Start the Connector with the following command

docker run -it -d \
  -p 10082:10082 \
  --name=humio-kafka-connect \
  -v $(pwd):/config \
  --add-host kafka:$KAFKA_SERVER \
  confluentinc/cp-kafka-connect:4.1.1-2 connect-distributed /config/worker.properties

Replace $KAFKA_SERVER with the address of one of your kafka servers.
The above script will start the REST API for managing connectors (on localhost port 10082).

If the Kafka topics to read data from does not already exist we need to create them. That can be done using the kafka-topics script in the bin directory of the kafka installation.
It is also possible to do using the humio-kafka-connect Docker container we have just started:

docker exec -it humio-kafka-connect kafka-topics \
  --zookeeper kafka:2181 \
  --create \
  --topic logs \
  --partitions 1 \
  --replication-factor 1

Above we created the topic logs. It can be replaced with the topic name you want to use and you can change other configurations as well.

Now the ElasticSearch connector is ready to be started, first we will create the JSON configuration (humio-connect.json):

{
  "name": "humio-sink",
  "config" : {
    "connector.class": "io.confluent.connect.elasticsearch.ElasticSearchSinkConnector",
    "tasks.max": 1,
    "topics": "$TOPICS",
    "key.ignore": true,
    "schema.ignore": true,
    "behavior.on.malformed.documents": "warn",
    "drop.invalid.message": true,
    "connection.url": "https://$HOST:443/api/v1/dataspaces/$REPOSITORY_NAME/ingest/elasticsearch",
    "type.name": "mytype",
    "max.retries": 1000
  }
}
Where:

  • $BASEURL - is the base URL of your Humio server (e.g. https://cloud.humio.com:443 or http://localhost:8080)
  • $REPOSITORY_NAME - is the name of your repository on your server (e.g. sandbox)
  • $INGEST_TOKEN - is the ingest token for your repository, (e.g. a string such as fS6Kdlb0clqe0UwPcc4slvNFP3Qn1COzG9DEVLw7v0Ii).
  • $TOPICS should be replaced with a comma-separated list of topics to read data from.
  • connection.url takes a comma-separated list of URLs. In this example we use only one url.

Save the above JSON to a file named humio-connect.json.

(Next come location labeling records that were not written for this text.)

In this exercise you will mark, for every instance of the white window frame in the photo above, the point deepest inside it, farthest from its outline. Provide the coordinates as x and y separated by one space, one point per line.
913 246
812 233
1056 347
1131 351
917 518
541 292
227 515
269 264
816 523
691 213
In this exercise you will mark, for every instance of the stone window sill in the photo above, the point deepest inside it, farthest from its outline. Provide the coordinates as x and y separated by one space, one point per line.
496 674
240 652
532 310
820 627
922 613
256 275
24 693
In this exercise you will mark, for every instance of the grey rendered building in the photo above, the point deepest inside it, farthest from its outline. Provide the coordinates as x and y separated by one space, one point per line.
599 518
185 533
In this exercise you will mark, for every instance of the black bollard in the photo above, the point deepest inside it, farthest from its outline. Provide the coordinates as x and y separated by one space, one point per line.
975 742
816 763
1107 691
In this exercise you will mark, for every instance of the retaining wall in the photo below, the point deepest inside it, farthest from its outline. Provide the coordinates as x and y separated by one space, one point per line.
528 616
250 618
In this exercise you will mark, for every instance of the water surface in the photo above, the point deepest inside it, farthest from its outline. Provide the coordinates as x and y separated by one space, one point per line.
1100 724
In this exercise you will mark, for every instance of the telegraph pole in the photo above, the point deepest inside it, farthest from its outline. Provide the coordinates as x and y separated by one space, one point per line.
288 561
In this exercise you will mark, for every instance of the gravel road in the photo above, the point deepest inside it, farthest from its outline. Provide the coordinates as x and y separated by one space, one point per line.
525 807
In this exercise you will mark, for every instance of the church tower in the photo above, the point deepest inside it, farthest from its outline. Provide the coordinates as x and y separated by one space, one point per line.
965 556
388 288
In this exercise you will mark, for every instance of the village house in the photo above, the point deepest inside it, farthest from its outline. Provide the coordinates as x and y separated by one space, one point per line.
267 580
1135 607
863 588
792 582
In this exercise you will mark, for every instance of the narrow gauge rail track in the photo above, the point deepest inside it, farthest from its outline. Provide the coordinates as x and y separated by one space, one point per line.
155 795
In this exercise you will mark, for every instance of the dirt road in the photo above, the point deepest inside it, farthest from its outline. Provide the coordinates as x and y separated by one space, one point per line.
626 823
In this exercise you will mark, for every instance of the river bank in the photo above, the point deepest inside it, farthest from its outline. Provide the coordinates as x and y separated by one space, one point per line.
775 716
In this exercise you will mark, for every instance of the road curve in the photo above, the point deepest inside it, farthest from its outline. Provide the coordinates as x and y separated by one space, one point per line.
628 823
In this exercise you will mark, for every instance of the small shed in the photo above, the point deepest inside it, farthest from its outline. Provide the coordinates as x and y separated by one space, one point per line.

Make sure Humio is running, otherwise the connector will fail during start up. Now we can initiate the connector with the above configuration with the following Curl commands:

curl -X POST -H "Content-Type: application/json" \
  --data-binary "@humio-connect.json" \
  http://localhost:10082/connectors

If you need to reconfigure, the connector can be removed using:

curl -XDELETE http://localhost:10082/connectors/humio-sink

Now we have all the different pieces running. We can add data to our Kafka topic and check it is sent to Humio:

echo '{"@timestamp": "2018-06-03T20:53:23Z", "message": "hello world"}' \
 | docker exec -i  humio-kafka-connect kafka-console-producer \
                     --broker-list kafka:9092 \
                     --topic logs

Go to Humio and find the event in the repository you configured. Remember to set the search time interval enough back in time to find the above event.